Completely agree i find my self on days off sleeping for 15 hours if not set alarm!! 1

I'll just have to keep plucking away.. currently doing a course through work in management and leadership hopefully will lead to something above where i am where i can work 9-5

and sleep will be easier to priorities, i totally understand the importance but tbh, off work today.. slept in and now not tired?? Hmm..


----------



## EXTREME (Aug 5, 2005)

I'm still working to 11pm 3 or 4 nights a week from a 10-11am start.

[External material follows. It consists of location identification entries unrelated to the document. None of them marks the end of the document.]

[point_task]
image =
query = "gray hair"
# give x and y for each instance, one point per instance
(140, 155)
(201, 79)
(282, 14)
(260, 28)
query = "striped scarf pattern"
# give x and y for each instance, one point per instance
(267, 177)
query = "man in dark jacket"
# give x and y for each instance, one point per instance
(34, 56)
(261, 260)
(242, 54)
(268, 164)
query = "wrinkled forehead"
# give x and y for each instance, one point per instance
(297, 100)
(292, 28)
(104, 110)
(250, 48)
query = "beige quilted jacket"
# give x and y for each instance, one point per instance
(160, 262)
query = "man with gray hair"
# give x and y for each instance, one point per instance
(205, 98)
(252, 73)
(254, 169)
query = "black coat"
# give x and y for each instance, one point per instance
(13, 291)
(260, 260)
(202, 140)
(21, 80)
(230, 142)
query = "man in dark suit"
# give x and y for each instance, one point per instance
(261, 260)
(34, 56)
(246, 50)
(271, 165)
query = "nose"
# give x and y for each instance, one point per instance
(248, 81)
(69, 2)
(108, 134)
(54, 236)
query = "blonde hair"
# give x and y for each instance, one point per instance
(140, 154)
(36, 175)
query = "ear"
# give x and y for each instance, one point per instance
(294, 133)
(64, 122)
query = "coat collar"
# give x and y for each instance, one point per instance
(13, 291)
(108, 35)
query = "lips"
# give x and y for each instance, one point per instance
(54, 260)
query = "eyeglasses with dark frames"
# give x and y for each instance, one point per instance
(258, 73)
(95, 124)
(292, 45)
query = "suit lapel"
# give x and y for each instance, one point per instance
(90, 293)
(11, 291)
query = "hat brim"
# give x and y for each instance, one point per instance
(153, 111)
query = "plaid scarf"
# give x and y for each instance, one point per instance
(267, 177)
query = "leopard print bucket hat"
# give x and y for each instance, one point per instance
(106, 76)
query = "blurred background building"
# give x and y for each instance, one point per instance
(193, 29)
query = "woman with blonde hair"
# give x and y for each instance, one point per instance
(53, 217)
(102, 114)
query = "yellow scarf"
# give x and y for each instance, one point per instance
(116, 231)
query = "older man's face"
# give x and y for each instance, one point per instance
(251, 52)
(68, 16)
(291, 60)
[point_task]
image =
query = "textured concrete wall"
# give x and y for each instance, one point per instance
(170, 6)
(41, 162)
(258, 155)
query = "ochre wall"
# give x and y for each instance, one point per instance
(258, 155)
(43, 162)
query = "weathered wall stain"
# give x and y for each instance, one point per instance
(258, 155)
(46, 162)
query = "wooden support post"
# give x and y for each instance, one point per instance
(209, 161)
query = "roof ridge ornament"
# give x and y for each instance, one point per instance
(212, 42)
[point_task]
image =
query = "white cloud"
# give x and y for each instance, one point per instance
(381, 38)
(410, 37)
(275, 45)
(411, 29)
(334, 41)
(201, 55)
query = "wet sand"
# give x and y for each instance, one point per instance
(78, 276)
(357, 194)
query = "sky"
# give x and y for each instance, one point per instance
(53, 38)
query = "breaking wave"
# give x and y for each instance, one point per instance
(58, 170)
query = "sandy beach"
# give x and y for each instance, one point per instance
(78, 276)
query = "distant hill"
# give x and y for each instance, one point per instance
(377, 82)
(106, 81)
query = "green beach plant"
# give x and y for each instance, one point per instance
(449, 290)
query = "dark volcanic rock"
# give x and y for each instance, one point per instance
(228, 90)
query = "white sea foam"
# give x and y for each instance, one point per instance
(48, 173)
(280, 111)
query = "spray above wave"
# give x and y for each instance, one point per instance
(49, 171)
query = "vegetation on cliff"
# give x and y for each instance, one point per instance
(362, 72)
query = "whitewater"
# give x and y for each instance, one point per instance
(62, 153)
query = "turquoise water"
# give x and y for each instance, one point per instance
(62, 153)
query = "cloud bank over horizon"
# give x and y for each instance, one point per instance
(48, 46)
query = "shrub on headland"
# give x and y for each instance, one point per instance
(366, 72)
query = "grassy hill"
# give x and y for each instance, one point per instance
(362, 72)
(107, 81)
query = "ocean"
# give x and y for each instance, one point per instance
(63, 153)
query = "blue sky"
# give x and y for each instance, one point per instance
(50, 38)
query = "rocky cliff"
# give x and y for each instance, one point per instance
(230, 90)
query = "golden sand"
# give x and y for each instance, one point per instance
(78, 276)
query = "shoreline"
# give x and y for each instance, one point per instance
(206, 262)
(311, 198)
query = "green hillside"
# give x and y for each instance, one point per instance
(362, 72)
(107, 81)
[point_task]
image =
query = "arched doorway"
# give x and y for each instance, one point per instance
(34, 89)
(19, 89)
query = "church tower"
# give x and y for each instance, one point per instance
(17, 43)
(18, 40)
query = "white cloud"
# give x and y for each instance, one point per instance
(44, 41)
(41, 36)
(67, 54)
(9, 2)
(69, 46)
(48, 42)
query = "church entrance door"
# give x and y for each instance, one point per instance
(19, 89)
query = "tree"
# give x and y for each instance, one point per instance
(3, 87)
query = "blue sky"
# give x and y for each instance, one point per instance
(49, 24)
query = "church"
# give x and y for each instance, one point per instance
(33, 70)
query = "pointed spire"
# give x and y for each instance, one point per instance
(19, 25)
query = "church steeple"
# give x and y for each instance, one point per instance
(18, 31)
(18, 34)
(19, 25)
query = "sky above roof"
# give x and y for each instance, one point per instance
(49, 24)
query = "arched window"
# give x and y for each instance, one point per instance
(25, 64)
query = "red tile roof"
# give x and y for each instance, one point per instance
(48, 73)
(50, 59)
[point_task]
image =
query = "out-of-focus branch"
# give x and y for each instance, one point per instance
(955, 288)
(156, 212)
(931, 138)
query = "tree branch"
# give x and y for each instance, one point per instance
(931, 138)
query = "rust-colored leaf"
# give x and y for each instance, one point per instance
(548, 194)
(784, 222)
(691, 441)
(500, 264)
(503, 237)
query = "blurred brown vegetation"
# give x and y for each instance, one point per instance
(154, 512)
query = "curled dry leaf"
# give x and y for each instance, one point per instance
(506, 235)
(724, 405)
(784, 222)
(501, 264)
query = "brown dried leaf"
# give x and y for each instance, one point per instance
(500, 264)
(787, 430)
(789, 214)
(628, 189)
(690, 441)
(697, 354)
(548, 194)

All I've found Renshaw is that the more responsibility you get the more you do to rise to the challenge. Maybe it's different bcos it's my business but even when I was employed I put the hours in bcos I liked to do all that was required of me, then a bit more. It was the only way to shine brighter than my colleagues and hopefully climb the ladder qicker than them.


----------



## renshaw (Jun 5, 2012)

That is true. in my line of work the manager is fully responsible for the place even if not there.. so gives same level of responsibility as you. If i screw up its manger /director whos in court on the chargers of abuse or even death/murder! Where i'd just get fired, inless they can fully pass the blame followed by if I cannot pass the blame on wards.

anyways, its hard to get allot of sleep around the wind down part of my day!!  So I've already got in my head slow and steady win the race


----------



## The Trixsta (Sep 6, 2009)

Looking good pal, as others have said, good leg development there


----------